A conservative communications professor at UCLA claims his department chair is effectively blocking students from enrolling in his popular “Free Speech on Campus” class in a decision that’s likely politically motivated.
The department chair, meanwhile, says the situation is based on maintaining “reasonable class sizes across the major” and denies that her decision to reject students’ requests for enrollment is politically motivated.
Caught in the middle are frustrated students who simply want to enroll in lecturer Keith Fink’s “Communication Studies 167: Sex, Politics, and Race: Free Speech on Campus.”
Taryn Jacobson is one such student.
A senior at UCLA, she told The College Fix she has never been able to take a class with Fink because his courses always fill up so quickly. This quarter, Jacobson said she was absolutely determined to get into Fink’s “Free Speech on Campus” class.
“This is one of my last quarters at UCLA and this class is crucial to my preparation for law school,” Jacobson stated in an email to The Fix. “It will also strongly guide my decision (either by affirming or disaffirming) my aspirations to attend.”

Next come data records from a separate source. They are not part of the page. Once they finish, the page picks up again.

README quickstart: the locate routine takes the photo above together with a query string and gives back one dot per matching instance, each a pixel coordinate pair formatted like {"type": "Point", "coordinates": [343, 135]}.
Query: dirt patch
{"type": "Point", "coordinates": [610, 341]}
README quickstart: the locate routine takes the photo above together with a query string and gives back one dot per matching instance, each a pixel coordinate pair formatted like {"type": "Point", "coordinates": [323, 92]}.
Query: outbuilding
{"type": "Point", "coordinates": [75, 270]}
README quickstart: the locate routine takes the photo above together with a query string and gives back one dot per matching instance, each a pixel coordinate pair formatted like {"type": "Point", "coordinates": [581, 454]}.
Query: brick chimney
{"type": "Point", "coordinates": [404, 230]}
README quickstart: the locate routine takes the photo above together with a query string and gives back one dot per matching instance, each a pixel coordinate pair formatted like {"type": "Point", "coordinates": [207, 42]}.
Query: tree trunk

The class filled up quickly, as usual, and Jacobson was once again unable to get in. However, Jacobson said she attended the first class anyway and received a permission-to-enroll form from Fink, also known as a “PTE.” Unfortunately, Jacobson’s PTE was then denied.
This quarter marks the first time Professor Fink has experienced his department denying his PTEs, and he seems to be getting singled out. Other professors in the Department of Communication Studies report no issues with getting their PTEs approved, according to the Daily Bruin. Fink and his teaching assistants and students lay much of the blame on the new Chair of the Department of Communication Studies, Kerri Johnson.
“Ever since this leadership change, the school has targeted Professor Fink and his classes in many ways, including by: (1) restricting his ability to enroll students at his discretion (a restriction not imposed on any other CommStudies professors), (2) reducing the size of his classes and moving them to smaller classrooms despite overwhelming student demand, (3) dishonoring ‘Permission to Enroll’ forms issued by him and failing to help students whose PTEs had been dishonored,” Andrew Litt, Professor Fink’s TA, stated in an email to The College Fix.
Additionally, Austin Kaidi, a UCLA alumnus who took Fink’s classes and also served as his TA, told The Fix: “For the past five years, Professor Fink has been able to educate large numbers of students without any problems. However one quarter after the Communication Studies appoints a chairwoman with incredibly left-leaning ideals, Professor Fink, the only outspoken conservative in the department, is singled out, his PTE’s are revoked, and his future classes are limited.”
Kaidi added that the room in which Fink teaches “Communications Studies 167” holds 292 seats, yet only 200 of the 241 students who attempted to join the class this year were able to enroll.
When questioned about the denial of Fink’s PTEs, Johnson told The College Fix: “As department chair, I am responsible for overseeing workload equity for my faculty, lecturers, and TAs and ensuring a productive learning environment for our students. One important aspect of this responsibility is to maintain reasonable class sizes across the major which entails an assessment of student to faculty and student to TA ratios. Accordingly, I do not approve modifications to enrollment caps unless implications for workload equity have been evaluated. In this case, they were not; petitions to add the class were issued without approval.”
She added: “With regard to the question of political discrimination, I was unaware of Mr. Keith’s political leanings until recently when Mr. Fink referenced them in an email. This exchange occurred long after the events in question.”
Fink did not respond to requests from The College Fix seeking comment.
He told the Daily Bruin: “I am well familiar with UCLA’s rules. This is a violation of academic freedom, a violation of (UCLA’s) own rules and students’ rights. Students are not being treated with equity here.”
Fink also told the Bruin he has spoken with his union representative and the ombudsman about the matter. “This is an important issue,” Fink said. “Most people don’t stand up to the administration when they are wronged, either out of ignorance of their rights or fear that their situation will be exacerbated if they challenge the school.”
“I am a voice of a teacher who’s not going to go away,” he added. “When I see an injustice toward students, I am going to fight.”
Jacobson, the senior trying to take Fink’s class, told The College Fix she is frustrated.
“Higher education is supposed to be about providing students with opportunities to learn and expand their horizons, rather than limiting them,” she said. “I have never experienced a situation like this: the professor wants to admit more students at no cost to the school, the room FITS more students, yet the actual department housing the course is thwarting his efforts and effectively denying me an educational opportunity — one that happens to be of great importance to me.”